I have always enjoyed miso soup in Japan, and I even learned to make a good homemade one using katsuobushi (dried bonito fish) and konbu (dried kelp). But when I became a vegetarian a few months back I started wondering how I was going to get a good miso soup stock without fish. I wondered about it all through the sweaty summer months but didn't feel the urge to try making the soup until the heat started to subside. I guess I'm an intuitive cook, or one that lets her belly decide what she wants to cook. I usually make up recipes based on what I'd like to eat that day, as much as the urge to try out something new.

In this blog, I've been mostly cooking comfort foods, and foods that are rather simple. The kind you would find in a cook's or your mother's or grandmothers rather than a chef's kitchen. Though I appreciate that kind of food too, and can cook it, I've found that in Japan there is good food to be gotten in many restaurants, and part of the learning process has been trying out authentic food cooked with time-honoured recipes.
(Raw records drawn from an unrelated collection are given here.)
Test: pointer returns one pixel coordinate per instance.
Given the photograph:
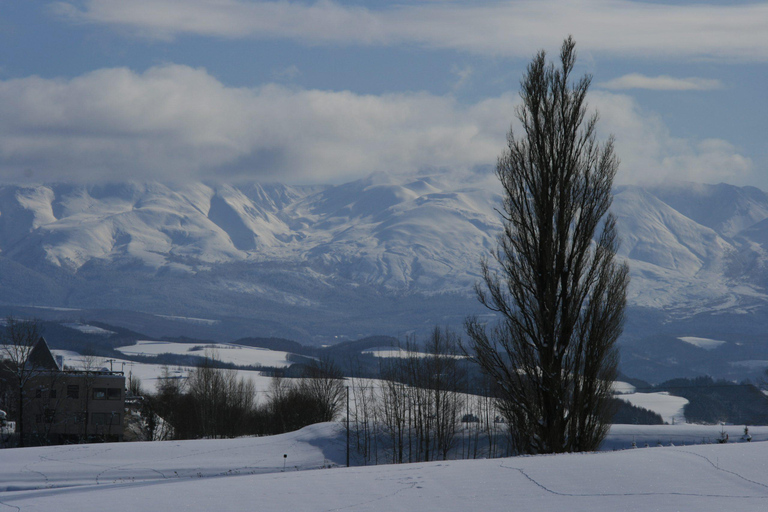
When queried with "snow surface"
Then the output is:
(149, 374)
(240, 355)
(705, 343)
(88, 329)
(247, 474)
(669, 407)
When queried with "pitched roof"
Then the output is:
(41, 356)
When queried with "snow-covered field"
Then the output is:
(150, 373)
(240, 355)
(248, 474)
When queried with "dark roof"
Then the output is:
(41, 357)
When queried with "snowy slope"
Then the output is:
(246, 474)
(381, 255)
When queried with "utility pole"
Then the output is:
(347, 425)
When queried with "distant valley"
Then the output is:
(383, 255)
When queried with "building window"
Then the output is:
(105, 418)
(107, 393)
(73, 391)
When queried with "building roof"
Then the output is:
(41, 357)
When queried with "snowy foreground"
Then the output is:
(247, 474)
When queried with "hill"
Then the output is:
(379, 256)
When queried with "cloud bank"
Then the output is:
(176, 123)
(661, 83)
(508, 28)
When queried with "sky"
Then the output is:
(330, 91)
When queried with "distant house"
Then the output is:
(70, 406)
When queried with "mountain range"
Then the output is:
(382, 255)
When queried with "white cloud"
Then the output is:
(649, 153)
(174, 123)
(661, 83)
(517, 28)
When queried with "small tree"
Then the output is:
(558, 290)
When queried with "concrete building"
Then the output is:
(70, 406)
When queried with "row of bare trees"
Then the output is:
(421, 408)
(214, 402)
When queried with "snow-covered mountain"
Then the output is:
(383, 255)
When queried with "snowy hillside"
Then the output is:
(248, 474)
(383, 255)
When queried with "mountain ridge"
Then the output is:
(382, 255)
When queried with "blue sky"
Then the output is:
(309, 92)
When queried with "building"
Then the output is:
(70, 406)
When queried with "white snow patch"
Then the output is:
(240, 355)
(88, 329)
(705, 343)
(669, 407)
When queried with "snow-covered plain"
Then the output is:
(247, 474)
(149, 374)
(240, 355)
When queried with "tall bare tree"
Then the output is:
(16, 344)
(557, 288)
So when I've wanted to cook, it's been to make something that I've missed from home or from my life of eating a variety of ethnic foods. Indian curries, soups from home, pasta dishes, salads, a few desserts. And I thought I would share these recipes with other folks here who might be just learning to cook, and maybe with my family who might like to try something from time to time. My son, Scott, likes Japanese food a lot, though with a young child, a business, and his work as an actor, he has little time to cook.

Since I discovered a wheat as well as a dairy allergy (and maybe gluten intolerance), along with adopting the vegetarian diet, it's meant I can eat in very few restaurants. So I have started to cook my favourites at home. Maybe there are some of you out there on gluten-free or dairy-free diets who might appreciate these recipes. Even if you don't have dietary restrictions I think you might like this soup.

It's a simple recipe for a soup with a nice Shitake flavour. It has a mild, clean taste which makes it appropriate for breakfast (or lunch) any day of the week. You can vary the vegetables using anything in season, and topping with chopped green onions. Some cooked rice makes a nice accompaniment. I used organic white miso which is pure rice miso, no wheat or additives, and dried Shitake mushrooms from my trusty local Anew store. I'm sure you can find them in any Asian market in North America. But if you can't find white miso, you could try experimenting with any light coloured miso you can find.

Shitake White Miso Soup (Vegan)

To make the stock for this soup soak about 5 dried Shitake mushrooms in a jar of (filtered) water for a few days. You should keep it in a cool place like the refrigerator or a cool room.

Pour the mushroom stock into a measuring cup and add plain water to make about 3 cups. Put into a medium saucepan. Take the now soft Shitake mushrooms and cut off the stems and discard. Slice the caps and reserve.

Put the saucepan over a medium heat and add about 1/2 sliced carrot (1/4 cup or so). Add 1 small potato sliced and halved or quartered. Make the slices fairly but not paper thin. The thinner the slices the more elegant the soup will look, and the shorter the cooking time.

Add a splash of mirin and a splash of sake (about 1 Tb. of each). Add up to a tsp. of freshly ground black pepper (not traditional but I like it a lot with miso.) Simmer the vegetables until tender (this will take only a few minutes so watch them) adding the mushrooms in the last minute. Add 2 Tb. of white miso by straining through a mesh screen that you dip in the hot soup to help it dissolve. Force it through with the back of a spoon. We have a tool with flat screen on a handle here that makes it easy, but you could use a mesh tea strainer too. Alternatively, put the miso in a bowl and add a little hot soup and whisk until dissolves and run through a mesh tea strainer.

After you add the miso never boil the soup. Add a pinch or so of salt if you are using sweet miso. Taste the soup first to see of it is salty enough. Heat through and enjoy!